There are lessons, Professor Cossin says, for the Middle East that can be gleaned from China's governance transformation. The main reasons for changes in China's corporate governance system were to improve its companies' performance and international competitiveness. The country thus embarked on a reflection on how to adapt Western-models of governance to the specifics of Chinese business. Another important reason for China to focus on improving best practices in corporate governance was to attract more foreign direct investments.

On the other hand, from 2007 to 2010, some of China's large companies developed an aggressive acquisitions approach and bought foreign businesses overseas (notably in oil, gas, mining, and automotive industries). China's huge and aggressive foreign investments have raised increasing concerns among not only the governments in which it is investing, but also among their business communities and the global public.

Improvements in performance and competitiveness also forced China to be successful not only at buying but also at managing! The dramatic evolution of the ownership structures has played an important role in reinforcing the corporate governance best practices. Based on the 2010 China Statistical Yearbook, the structure of the gross industry output has changed in the last decade. In 1998 approximately 95% of the gross industry output in China was generated by SOCs and only a little more than 5% was generated by private companies. By 2009 the situation had changed dramatically; the SOCs generated less than 50% of gross industry output, while more than 50% was generated by private companies (including joint venture with foreign investors and by SMEs).

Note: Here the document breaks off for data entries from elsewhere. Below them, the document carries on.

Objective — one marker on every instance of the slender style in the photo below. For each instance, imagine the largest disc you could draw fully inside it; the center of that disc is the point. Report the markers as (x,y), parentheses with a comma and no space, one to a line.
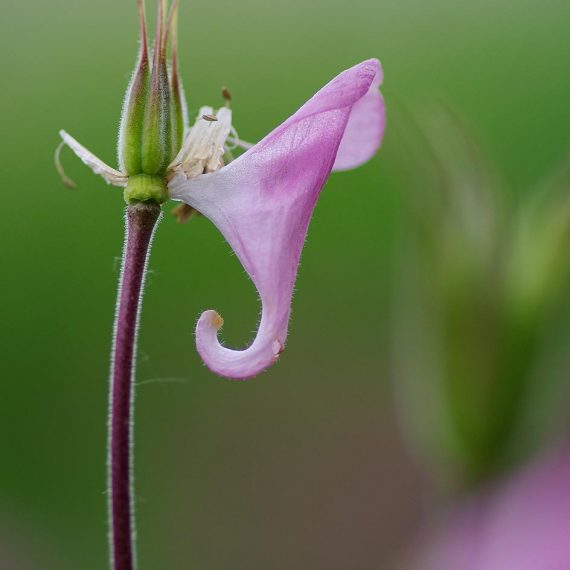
(141,220)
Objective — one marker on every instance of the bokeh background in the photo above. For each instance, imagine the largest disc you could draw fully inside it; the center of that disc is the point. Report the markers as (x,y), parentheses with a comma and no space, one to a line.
(306,466)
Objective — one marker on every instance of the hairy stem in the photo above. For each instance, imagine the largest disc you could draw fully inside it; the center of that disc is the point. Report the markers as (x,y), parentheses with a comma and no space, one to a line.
(141,221)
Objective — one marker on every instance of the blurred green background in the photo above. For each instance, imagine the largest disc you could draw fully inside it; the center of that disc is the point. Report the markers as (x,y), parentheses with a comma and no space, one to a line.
(304,466)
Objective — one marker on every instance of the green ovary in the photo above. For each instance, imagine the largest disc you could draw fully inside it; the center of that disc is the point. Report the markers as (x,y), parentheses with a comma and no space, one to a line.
(146,188)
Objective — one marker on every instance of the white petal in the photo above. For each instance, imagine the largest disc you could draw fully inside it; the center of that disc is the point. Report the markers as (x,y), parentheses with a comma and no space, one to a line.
(110,175)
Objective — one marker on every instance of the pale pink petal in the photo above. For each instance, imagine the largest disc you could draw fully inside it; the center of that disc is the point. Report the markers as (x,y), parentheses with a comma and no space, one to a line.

As Professor Cossin explains, this dramatic change in the business landscape has pushed corporate governance best practices in China towards a professionalization of the corporate decision processes while remaining distinctively Chinese. The same trend applies in several fast growing economies where growth has driven the application of law and regulation, reinforcing the corporate governance system in companies regardless if they are SOCs or privately-owned.

The ownership structure in the MENA region comes with a different history. It is the result of the socio-economic and political evolution the region went through in the last seven decades. Due to the large number of family businesses in the region, especially in the Gulf Cooperation Countries (GCC), and the strong presence of the State, the business landscape is characterized by extreme ownership concentrations. Most of the non-listed companies (also SMEs) are in the hands of family business founders or their descendents.

Corporate governance in the region was driven by the need for more foreign direct investment (FDI), particularly among non-oil producing countries so that they could invest in infrastructure and job creation. Another reason was the fast development of financial markets. Finally, family businesses, facing new competition dynamics due to globalization and the entry of big competing multinationals were pressured to introduce corporate governance systems. Indeed, their leaders remain under business pressure, and now possibly under public pressure, to professionalize their boards and their management. With globalization and product-life cycle challenges, they will need to show their ability to claim first-class performance in all dimensions, including social and financial, at a time of tremendous risks and opportunities.

As the MENA region, in just a short time, has made great strides in increasing awareness about corporate governance, the Second Wave of governance improvement will boost its actual achievements. As we have seen in the case of emerging economies and specifically China, corporate governance was built to support fast economic growth. It is now being redirected towards fair and high-quality growth. In MENA, the Second Wave of corporate governance will be stimulated because of the region's extraordinary need for growth and enhancement in the welfare of its citizens.